Re: Performace Optimization for Dummies

"Jim C. Nasby" <jim@xxxxxxxxx> · Thu, 28 Sep 2006 18:52:43 -0500

On Thu, Sep 28, 2006 at 02:04:21PM -0700, Steve Atkins wrote:
> I think you're confusing "explain" and "analyze". "Explain" gives you
> human readable output as to what the planner decided to do with the
> query you give it.

Don't forget about EXPLAIN ANALYZE, which is related to EXPLAIN but has
nothing to do with the ANALYZE command.

> indexes. I don't know whether autovacuum will also analyze tables
> for you automagically, but it would be a good idea to analyze the table

It does.

> >>Talking of which, are there indexes on the table? Normally you
> >>wouldn't have indexes in place during a bulk import, but if you're
> >>doing selects as part of the data load process then you'd be forcing
> >>sequential scans for every query, which would explain why it gets
> >>slower as the table gets bigger.
> >
> >There are indexes for every obvious "where this = that" clauses. I  
> >don't
> >believe that they will work for ilike expressions.
> 
> If you're doing a lot of "where foo ilike 'bar%'" queries, with the  
> pattern
> anchored to the left you might want to look at using a functional index
> on lower(foo) and rewriting the query to look like "where lower(foo)  
> like
> lower('bar%')".
> 
> Similarly if you have many queries where the pattern is anchored
> at the right of the string then a functional index on the reverse of the
> string can be useful.

tsearch might prove helpful... I'm not sure how it handles substrings.

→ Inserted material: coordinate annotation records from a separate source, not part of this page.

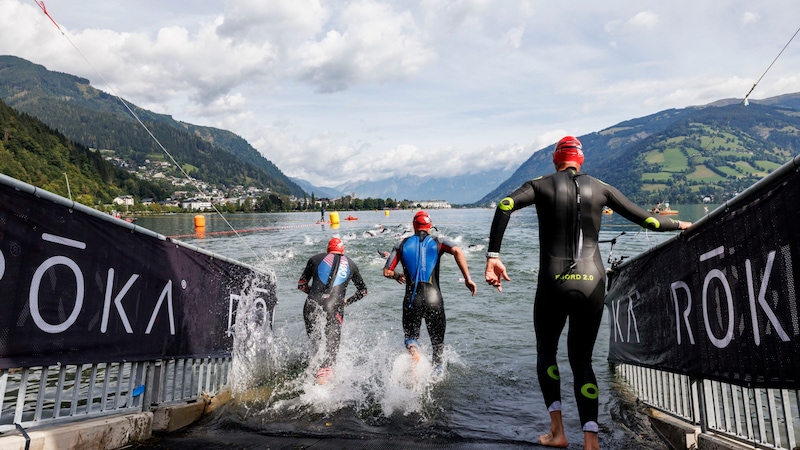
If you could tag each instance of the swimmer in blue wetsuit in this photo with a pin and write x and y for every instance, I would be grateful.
(420, 255)
(329, 273)
(571, 280)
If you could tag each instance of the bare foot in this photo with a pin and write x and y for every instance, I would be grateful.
(590, 441)
(556, 436)
(413, 351)
(552, 440)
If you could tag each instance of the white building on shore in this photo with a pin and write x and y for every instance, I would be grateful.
(432, 204)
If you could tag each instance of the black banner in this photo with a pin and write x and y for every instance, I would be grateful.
(720, 300)
(79, 286)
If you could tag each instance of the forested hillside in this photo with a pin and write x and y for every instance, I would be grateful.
(684, 155)
(98, 120)
(32, 152)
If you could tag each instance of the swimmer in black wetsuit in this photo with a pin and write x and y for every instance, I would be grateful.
(420, 255)
(571, 280)
(329, 274)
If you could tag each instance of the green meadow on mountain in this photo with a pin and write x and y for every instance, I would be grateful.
(679, 155)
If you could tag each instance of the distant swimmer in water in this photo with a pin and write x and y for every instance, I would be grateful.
(571, 282)
(420, 255)
(328, 274)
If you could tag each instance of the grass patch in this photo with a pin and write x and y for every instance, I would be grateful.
(653, 187)
(656, 176)
(703, 173)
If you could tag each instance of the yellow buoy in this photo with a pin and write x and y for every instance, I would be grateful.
(199, 221)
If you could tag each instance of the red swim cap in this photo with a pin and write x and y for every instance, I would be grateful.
(335, 245)
(568, 149)
(422, 221)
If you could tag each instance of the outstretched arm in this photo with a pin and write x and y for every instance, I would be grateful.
(495, 273)
(461, 261)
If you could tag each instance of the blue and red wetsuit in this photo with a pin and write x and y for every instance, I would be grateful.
(329, 274)
(420, 256)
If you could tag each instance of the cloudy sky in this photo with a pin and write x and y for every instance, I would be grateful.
(337, 90)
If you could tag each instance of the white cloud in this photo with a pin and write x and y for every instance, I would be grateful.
(337, 90)
(749, 17)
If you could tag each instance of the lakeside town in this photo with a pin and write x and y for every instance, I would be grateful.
(193, 195)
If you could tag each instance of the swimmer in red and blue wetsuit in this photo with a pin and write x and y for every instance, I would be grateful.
(329, 274)
(420, 255)
(571, 280)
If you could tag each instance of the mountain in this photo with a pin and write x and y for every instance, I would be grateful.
(683, 155)
(460, 189)
(98, 120)
(32, 152)
(318, 191)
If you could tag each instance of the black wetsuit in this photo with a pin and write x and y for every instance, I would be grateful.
(329, 274)
(571, 275)
(420, 256)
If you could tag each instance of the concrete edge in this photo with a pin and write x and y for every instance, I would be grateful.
(172, 417)
(677, 433)
(102, 433)
(115, 431)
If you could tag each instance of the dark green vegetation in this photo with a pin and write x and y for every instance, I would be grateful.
(35, 154)
(683, 155)
(677, 155)
(98, 120)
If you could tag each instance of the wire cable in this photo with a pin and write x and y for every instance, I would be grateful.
(194, 182)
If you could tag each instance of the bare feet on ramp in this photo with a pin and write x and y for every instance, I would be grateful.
(551, 440)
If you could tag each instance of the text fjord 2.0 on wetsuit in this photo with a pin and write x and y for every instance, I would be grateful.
(571, 275)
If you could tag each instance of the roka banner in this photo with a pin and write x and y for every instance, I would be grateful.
(720, 300)
(79, 286)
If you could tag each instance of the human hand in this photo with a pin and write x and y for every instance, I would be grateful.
(495, 273)
(471, 285)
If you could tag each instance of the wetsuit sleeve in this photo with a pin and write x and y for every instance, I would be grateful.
(302, 283)
(522, 197)
(361, 287)
(629, 210)
(393, 258)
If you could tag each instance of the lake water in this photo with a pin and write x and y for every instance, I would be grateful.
(489, 393)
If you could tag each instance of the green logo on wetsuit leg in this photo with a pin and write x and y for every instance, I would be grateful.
(653, 222)
(590, 391)
(507, 204)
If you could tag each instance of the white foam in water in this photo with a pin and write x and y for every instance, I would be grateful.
(370, 370)
(253, 339)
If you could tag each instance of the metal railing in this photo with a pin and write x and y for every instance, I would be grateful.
(761, 417)
(35, 396)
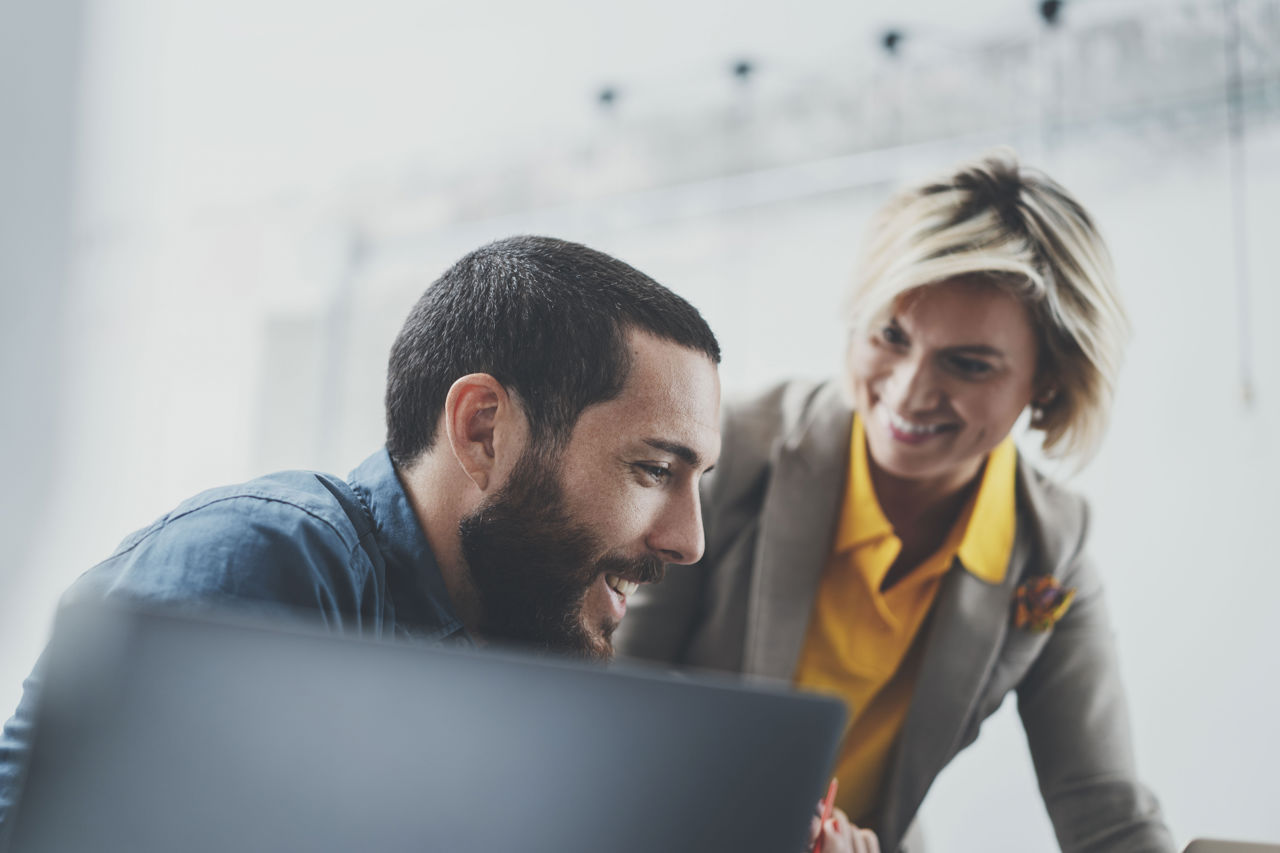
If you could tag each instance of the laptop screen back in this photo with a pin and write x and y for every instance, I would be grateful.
(164, 733)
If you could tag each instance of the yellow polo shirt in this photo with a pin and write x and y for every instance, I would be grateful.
(860, 641)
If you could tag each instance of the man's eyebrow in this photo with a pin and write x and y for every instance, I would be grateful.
(688, 455)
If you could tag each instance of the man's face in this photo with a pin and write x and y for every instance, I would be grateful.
(554, 555)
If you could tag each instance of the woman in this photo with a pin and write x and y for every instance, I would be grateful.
(899, 551)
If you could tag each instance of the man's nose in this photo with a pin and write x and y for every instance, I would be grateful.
(677, 537)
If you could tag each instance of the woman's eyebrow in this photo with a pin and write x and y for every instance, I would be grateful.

Something else to consider... databases love doing bulk operations. It
might be useful to load prospective data into a temporary table, and
then do as many operations as you can locally (ie: within the database)
on that table, hopefully eleminating as many candidate rows as possible
along the way.

I also suspect that running multiple merge processes at once would help.
Right now, your workload looks something like this:

client sends query      database is idle
client is idle          database runs query
client gets query back  database is idle

Oversimplification, but you get the point. There's a lot of time spent
waiting on each side. If the import code is running on the server, you
should probably run one import process per CPU. If it's on an external
server, 2 per CPU would probably be better (and that might be faster
than running local on the server at that point).
-- 
Jim Nasby                                            jim@xxxxxxxxx
EnterpriseDB      http://enterprisedb.com      512.569.9461 (cell)